Abstract
In order to integrate cues from different perceptual modalities the cues must be brought into a common coordinate frame. Previous work in cue combination assumes that no sensorimotor transformation noise (STN) is present during multi-modal cue integration. The goal of the present study is to show that the choice of common coordinate frame matters in the presence of STN, both to generate optimal estimates, and in terms of human performance.
Theoretically, we demonstrate that performing cue combination in the coordinate frame of the most reliable individual cue is optimal, when STN is present. In addition, we model integration of information across trials as Bayesian learning with forgetting, and show that the learned posterior distributions should also be stored in the most reliable coordinate frame. Given that vision is dominant for many tasks, this provides a possible theoretical explanation for the common empirical finding that object position estimates are stored in eye position coordinates (e.g., Batista, et. al, 1999).

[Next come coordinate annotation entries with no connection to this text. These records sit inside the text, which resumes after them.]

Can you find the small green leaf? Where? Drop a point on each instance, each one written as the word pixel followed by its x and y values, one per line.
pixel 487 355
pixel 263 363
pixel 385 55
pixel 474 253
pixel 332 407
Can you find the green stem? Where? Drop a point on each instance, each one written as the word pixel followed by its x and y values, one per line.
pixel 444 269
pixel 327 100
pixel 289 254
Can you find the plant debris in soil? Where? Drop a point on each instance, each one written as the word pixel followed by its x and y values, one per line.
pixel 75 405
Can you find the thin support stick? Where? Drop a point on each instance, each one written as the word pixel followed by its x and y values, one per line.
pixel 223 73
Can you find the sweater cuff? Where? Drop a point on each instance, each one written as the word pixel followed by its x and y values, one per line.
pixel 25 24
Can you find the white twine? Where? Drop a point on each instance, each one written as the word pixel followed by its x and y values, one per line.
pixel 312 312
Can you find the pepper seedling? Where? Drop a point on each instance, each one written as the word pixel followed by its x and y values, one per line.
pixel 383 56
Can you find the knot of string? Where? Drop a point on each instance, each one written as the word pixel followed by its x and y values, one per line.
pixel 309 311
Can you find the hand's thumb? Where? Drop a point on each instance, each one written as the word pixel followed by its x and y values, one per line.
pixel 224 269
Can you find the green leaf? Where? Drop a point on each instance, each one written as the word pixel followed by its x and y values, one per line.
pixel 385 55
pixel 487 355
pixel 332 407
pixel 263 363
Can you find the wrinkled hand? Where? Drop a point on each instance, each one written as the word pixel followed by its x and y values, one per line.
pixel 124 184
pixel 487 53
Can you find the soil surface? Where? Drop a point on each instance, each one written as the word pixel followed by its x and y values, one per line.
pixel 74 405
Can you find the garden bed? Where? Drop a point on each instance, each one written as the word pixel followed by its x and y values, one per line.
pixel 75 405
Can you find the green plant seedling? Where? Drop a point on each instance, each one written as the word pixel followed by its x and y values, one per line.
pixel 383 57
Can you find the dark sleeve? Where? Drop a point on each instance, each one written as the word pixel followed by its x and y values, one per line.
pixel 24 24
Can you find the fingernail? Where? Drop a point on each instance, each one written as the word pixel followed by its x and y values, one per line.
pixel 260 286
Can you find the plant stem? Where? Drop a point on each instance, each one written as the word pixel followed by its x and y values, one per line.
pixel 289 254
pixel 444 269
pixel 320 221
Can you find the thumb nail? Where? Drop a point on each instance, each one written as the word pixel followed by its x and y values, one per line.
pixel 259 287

These theoretical results will be used to model findings from a reaching task. The task involved reaching to a cylindrical object, whose location was specified by visual and haptic information. STN was varied by changing the relationship between the head, eyes, and object. The results show that reach trajectories systematically vary as a function of STN. Moreover, reaches are consistent with predictions made by storing estimates of the target's location in the most reliable coordinate frame. Overall, the results of this study suggest that coordinate frames are not interchangeable — for a given task there may be a preferred frame of reference.